Topete, who is taking classes to improve his English, said his wife also is learning the language and applying for citizenship. He hopes they will get it soon. “It’s a wonderful country,” he said. “I want to vote for the new President.”
Angie Verrico, 20: Growing up near Toronto, Canada, Verrico listened to her Italian-born parents tell stories of the Old World.
Her mother talked about World War II--how the Germans “would shoot people right in front of them”--and about the bravery and compassion of the American soldiers. “She felt like when the Americans came everybody was safe,” Verrico said. The soldiers “brought food for them, made sure they didn’t get hurt.
“She lived out in the country, in the farm areas. Even the littlest things helped.”
Verrico is being married this month to an Italian citizen who came to the United States as a U.N. interpreter, she said. Her parents now run an Italian restaurant, D’Angelo’s Trattoria, in Laguna Hills.

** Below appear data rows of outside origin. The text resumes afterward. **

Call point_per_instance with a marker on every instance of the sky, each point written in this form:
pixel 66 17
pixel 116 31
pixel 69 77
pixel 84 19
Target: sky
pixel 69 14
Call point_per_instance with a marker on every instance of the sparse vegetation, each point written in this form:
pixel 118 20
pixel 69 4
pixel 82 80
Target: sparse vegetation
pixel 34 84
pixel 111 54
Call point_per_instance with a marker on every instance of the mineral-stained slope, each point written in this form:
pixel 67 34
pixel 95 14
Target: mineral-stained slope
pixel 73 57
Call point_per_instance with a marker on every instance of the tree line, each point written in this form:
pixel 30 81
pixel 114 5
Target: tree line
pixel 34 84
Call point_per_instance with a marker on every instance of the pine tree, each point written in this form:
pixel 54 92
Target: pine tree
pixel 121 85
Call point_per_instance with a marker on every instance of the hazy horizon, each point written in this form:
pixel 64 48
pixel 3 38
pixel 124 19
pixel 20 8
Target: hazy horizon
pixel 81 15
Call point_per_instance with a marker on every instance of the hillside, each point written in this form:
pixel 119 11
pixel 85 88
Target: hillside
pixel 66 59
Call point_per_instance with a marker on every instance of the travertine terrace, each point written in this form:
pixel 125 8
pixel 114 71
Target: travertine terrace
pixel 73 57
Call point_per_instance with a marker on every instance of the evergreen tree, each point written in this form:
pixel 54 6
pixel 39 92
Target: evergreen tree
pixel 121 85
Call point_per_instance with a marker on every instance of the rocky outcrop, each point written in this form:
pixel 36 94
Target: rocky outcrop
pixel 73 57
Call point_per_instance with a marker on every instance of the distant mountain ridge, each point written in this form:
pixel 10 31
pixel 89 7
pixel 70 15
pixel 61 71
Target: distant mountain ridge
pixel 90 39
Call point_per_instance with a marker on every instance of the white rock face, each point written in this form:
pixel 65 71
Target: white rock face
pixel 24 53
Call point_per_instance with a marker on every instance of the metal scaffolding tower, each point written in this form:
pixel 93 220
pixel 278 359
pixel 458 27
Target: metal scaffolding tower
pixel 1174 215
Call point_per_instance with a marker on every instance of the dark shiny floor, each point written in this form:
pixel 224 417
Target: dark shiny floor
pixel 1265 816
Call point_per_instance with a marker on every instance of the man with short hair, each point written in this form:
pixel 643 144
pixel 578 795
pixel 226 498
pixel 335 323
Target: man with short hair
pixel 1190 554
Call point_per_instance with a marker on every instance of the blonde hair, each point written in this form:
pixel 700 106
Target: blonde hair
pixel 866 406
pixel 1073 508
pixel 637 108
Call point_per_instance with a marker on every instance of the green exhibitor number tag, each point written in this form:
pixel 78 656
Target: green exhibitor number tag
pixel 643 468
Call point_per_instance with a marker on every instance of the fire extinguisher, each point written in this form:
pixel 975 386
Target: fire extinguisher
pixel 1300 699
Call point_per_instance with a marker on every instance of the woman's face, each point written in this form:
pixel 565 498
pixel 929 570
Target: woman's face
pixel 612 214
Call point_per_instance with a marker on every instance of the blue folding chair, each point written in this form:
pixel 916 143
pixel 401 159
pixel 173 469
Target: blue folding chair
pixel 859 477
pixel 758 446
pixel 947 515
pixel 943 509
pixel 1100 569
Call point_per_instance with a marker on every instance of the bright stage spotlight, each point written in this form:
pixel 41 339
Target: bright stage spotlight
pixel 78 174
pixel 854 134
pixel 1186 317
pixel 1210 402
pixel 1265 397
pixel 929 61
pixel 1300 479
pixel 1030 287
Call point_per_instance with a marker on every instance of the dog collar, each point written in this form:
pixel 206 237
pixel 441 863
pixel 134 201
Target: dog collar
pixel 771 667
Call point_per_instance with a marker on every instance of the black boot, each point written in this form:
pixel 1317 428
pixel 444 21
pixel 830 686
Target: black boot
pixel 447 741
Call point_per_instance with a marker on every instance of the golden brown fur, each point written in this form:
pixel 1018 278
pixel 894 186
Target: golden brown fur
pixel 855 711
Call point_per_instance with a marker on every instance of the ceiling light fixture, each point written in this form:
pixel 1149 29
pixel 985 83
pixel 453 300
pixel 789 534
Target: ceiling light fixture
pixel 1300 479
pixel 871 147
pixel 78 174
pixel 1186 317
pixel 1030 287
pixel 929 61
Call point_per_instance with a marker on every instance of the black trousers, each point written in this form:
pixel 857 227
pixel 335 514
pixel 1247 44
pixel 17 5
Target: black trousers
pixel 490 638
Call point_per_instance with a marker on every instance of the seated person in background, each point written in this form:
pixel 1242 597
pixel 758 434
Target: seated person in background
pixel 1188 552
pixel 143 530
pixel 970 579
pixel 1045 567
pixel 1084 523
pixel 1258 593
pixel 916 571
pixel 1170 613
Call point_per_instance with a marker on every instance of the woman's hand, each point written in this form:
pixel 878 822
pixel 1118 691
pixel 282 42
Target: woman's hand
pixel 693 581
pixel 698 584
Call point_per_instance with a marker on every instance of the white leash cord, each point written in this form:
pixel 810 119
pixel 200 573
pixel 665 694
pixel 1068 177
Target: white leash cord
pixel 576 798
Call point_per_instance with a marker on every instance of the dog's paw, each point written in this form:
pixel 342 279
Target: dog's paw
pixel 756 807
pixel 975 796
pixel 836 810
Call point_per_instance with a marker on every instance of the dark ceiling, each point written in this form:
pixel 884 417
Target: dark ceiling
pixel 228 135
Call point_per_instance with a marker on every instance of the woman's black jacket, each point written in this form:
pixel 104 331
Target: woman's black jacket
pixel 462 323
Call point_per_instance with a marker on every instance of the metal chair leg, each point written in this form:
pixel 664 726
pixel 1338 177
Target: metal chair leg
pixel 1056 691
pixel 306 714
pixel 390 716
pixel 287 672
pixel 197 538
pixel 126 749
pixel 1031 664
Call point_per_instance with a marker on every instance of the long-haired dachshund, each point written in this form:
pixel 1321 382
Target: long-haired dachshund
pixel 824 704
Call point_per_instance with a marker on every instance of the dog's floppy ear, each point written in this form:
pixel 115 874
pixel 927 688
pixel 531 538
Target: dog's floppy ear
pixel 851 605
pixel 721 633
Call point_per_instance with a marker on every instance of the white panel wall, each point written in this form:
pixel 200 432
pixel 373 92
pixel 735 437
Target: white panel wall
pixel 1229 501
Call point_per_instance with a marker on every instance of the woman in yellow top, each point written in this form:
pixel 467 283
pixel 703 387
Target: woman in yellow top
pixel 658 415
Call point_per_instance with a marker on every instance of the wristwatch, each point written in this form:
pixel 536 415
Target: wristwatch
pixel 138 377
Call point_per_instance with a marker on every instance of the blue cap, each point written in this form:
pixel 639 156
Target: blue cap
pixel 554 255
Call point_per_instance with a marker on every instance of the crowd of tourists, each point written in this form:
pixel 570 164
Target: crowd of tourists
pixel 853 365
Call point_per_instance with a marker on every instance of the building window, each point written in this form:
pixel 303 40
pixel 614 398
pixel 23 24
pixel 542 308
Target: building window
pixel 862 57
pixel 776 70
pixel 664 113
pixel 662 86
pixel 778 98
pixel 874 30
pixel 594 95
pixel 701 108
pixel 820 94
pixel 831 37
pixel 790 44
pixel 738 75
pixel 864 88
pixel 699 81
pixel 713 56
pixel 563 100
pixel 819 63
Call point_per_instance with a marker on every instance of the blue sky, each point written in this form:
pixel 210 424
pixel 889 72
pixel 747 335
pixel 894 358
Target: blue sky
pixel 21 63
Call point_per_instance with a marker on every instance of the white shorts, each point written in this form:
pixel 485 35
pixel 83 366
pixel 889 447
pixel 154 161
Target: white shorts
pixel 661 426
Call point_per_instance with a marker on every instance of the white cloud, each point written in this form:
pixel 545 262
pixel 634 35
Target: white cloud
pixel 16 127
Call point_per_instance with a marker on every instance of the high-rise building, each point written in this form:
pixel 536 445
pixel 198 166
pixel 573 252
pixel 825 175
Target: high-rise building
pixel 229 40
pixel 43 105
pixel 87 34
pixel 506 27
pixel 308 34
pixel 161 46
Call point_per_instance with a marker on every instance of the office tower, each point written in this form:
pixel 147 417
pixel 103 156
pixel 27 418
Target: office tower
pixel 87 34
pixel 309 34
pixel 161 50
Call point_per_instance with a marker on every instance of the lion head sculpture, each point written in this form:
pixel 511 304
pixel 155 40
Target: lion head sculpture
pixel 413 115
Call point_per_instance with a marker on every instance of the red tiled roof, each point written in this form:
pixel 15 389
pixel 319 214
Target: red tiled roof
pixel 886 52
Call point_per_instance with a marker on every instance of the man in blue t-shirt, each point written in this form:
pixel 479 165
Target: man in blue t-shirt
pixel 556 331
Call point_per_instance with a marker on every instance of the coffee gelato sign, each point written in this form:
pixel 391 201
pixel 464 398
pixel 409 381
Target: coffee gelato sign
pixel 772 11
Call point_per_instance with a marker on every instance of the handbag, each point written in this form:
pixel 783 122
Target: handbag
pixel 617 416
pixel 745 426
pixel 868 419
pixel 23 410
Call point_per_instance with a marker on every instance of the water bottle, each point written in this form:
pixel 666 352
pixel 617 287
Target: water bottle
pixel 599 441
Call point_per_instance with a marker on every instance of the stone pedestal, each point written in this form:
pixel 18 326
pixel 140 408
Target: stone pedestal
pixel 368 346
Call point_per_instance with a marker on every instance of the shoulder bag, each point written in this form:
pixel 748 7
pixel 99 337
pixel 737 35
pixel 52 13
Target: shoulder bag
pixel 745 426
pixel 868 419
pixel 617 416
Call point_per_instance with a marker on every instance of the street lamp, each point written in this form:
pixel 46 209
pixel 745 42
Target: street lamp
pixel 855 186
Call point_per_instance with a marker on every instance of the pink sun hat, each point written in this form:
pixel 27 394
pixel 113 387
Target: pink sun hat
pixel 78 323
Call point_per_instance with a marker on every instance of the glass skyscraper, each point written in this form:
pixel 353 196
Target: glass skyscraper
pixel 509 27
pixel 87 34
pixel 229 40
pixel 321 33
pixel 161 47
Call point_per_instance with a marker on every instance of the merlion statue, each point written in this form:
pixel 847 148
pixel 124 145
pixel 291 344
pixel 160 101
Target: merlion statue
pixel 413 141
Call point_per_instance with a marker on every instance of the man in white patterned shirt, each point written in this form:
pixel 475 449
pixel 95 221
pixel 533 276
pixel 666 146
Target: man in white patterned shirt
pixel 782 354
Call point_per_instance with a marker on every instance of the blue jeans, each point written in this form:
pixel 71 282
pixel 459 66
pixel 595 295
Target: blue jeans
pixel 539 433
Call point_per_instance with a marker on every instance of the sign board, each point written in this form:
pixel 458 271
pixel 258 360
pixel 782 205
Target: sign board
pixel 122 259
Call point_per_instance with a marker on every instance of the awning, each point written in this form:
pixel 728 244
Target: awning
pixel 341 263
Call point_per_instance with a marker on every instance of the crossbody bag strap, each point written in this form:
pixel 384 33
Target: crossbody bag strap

After six years in the United States, she is about to take the oath making this country her home--partly because of the stories her mother told. “I never thought I would like to fight for any country,” she said. “But the more you hear these things, the more you want to fight for the country where you live.
“It makes you feel good to be American.”
Marcia Chen, 24: She said she felt like a second-class citizen in her native Tokyo because of her Chinese ancestry. Her grammar school--reserved for visiting Chinese--carried a social and academic “dark cloud” that might have kept her from attending a four-year university in Japan, Chen said.
So her family left soon after her 10th birthday, looking for greater freedom and opportunity in the United States. They found it, Chen said. After graduating from high school, she earned a biology degree at UC Irvine and went on to spend a year teaching in China, where some of her relatives still live.
Comparing the different cultures has caused her to think deeply about the advantages and responsibilities that come with freedom, Chen said.
“People in the United States think, ‘If it works for us it’s a great thing--why don’t other people use it?’ ” she said. “But in China . . . people would take advantage of it. They wouldn’t know how to use it. You’re looking at a country that has closed its doors the last 35 or 40 years. It wouldn’t work like it works here.”
Chen, who lives in Whittier and analyzes California demographics for a nonprofit firm in Los Angeles, said she found many of the younger Chinese, under burgeoning Western influence, becoming materialistic and unsure of their values.
“You have to learn to have . . . a sense of appreciation for it,” she said of the American political system. At the same time, Chen said, many Americans have the opposite problem: They take it for granted. “They don’t know the value of it,” she said.